Bacaan Doa Niat Zakat Fitrah untuk diri sendiri dan keluarga : "Nawaitu an uhrija zakat fitri anna wa 'an jami'i maa yalzamuni nafqu tuhun syiar a'an far dzolillahi ta'ala".

Artinya : " Saya niat mengeluarkan zakat atas diri saya dan atas sekalian yang saya wajibkan memberi nafkah pada mereka secara syari'at, fardhu karena Allah ta'ala".

Niat Zakat Fitrah untuk diri sendiri 

Bacaan Doa Niat Zakat Fitrah untuk diri sendiri : "Nawaitu an ahroja zakat fitri annafsi fardholillahi ta'ala"

Artinya : "saya berniat mengeluarkan zakat fitrah atas diri sendiri saya sendiri, fardhu karna Allah Ta'ala. 

Niat Zakat Fitrah untuk istri 

Bacaan Doa Niat Zakat Fitrah untuk istri : "Nawaitu an-uhrizakat fitri an zaw jati fardzolillahita 'ala". 

Artinya : "Saya berniat mengeluarkan zakat fitrah atas istri saya, fardhu karena Allah Ta'ala.
Niat Zakat Fitrah untuk anak laki-laki kita

Bacaan Doa Niat Zakat Fitrah untuk anak laki-laki kita : 
"Nawaitu an uhrija zakat fitri (.....) fardzolillahi ta'ala". 

Artinya : "Saya berniat mengeluarkan zakat fitrah atas anak laki-laki saya (sebut namanya) fardhu karena Allah Ta'ala". 
Bacaan Doa Niat Zakat Fitrah untuk anak perempuan kita

Bacaan Doa Niat Zakat Fitrah untuk anak perempuan kita : "Nawaitu an uhrija zakat fitri ambinti (.......) fardzolillahita'ala". 

Artinya : "Saya berniat mengeluarkan zakat fitrah atas anak perempuan saya (sebut namanya), fardhu karena Allah ta'ala". 

Bacaan Doa Niat Membayar dan Menerima Zakat Fitrah

Dalam melakukan zakat fitrah terdapat serah terima antara pemberi dan penerima zakat yang disertai dengan doa kedua belah pihak antara lain sebagai berikut...
Niat Membayar Zakat Fitrah

Bacaan Doa Niat Membayar Zakat Fitrah : "Allahumma j'alhaa maghnaman, walaa taj'alhaa maghraman". 

Artinya : "Ya Allah jadikanlah ia sebagai simpanan yang menguntungkan dan jangan jadikanlah ia pemberian yang merugikan".

Niat Menerima Zakat Fitrah 

Bacaan Doa Niat Menerima Zakat Fitrah : "Aajarak-llahuma fiima a'thaita, wa baraaka laka fiimaa abqaita, waj'alhu laka thahuuraa". 

Artinya : Semoga Allah memberi pahala atas apa yang telah kau berikan, menjadikannya penyuci (jiwa dan harta) untukmu, dan melimpahkan berkah terhadap harta yang tersisa". 

Zakat Maal

Yakni zakat harta kekayaan yang dikeluarkan oleh setiap muslim.
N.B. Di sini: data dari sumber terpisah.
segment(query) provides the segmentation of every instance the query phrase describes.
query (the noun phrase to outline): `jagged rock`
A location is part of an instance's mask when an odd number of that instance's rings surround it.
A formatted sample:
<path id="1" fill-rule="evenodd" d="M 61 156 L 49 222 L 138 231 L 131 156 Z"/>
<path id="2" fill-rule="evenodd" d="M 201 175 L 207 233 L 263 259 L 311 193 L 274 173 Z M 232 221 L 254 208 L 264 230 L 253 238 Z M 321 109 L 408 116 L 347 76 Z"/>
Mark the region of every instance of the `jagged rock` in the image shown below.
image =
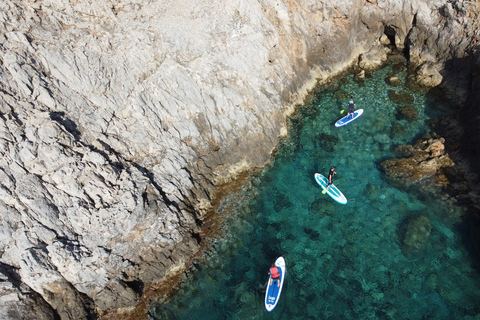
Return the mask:
<path id="1" fill-rule="evenodd" d="M 415 80 L 424 87 L 436 87 L 442 83 L 443 77 L 438 66 L 425 62 L 415 70 Z"/>
<path id="2" fill-rule="evenodd" d="M 432 225 L 426 216 L 409 218 L 405 235 L 402 242 L 402 251 L 407 256 L 415 256 L 421 253 L 428 242 Z"/>
<path id="3" fill-rule="evenodd" d="M 414 146 L 399 146 L 397 154 L 407 158 L 387 159 L 381 167 L 389 178 L 407 185 L 441 174 L 443 168 L 454 165 L 449 155 L 445 154 L 444 142 L 443 138 L 426 137 Z"/>
<path id="4" fill-rule="evenodd" d="M 363 70 L 374 70 L 387 61 L 388 52 L 388 49 L 384 46 L 372 47 L 370 51 L 360 55 L 358 66 Z"/>
<path id="5" fill-rule="evenodd" d="M 20 276 L 0 263 L 0 318 L 50 320 L 57 312 L 42 297 L 21 283 Z"/>

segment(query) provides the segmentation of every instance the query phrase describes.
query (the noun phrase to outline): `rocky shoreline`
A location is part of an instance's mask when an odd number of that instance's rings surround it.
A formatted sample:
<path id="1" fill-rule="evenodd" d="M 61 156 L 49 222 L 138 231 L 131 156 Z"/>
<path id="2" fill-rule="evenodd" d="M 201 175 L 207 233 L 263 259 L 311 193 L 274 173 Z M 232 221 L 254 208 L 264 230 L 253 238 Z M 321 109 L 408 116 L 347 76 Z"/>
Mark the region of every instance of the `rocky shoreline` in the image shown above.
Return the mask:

Contoh harta yang harus dizakati seperti hasil pertambangan, peternakan, perniagaan, perkebunan, hasil laut, emas & perak, harta temuan. Dan kesemua harta itu memiliki hitungan masing-masing. Adapun syarat dikeluarkannya zakat adalah telah cukup senisab dan mencukupi haul atau mencapai satu tahun kecuali harta pertanian seperti buah-buahan atau harta temuan, itu tidak harus menunggu hingga satu tahun.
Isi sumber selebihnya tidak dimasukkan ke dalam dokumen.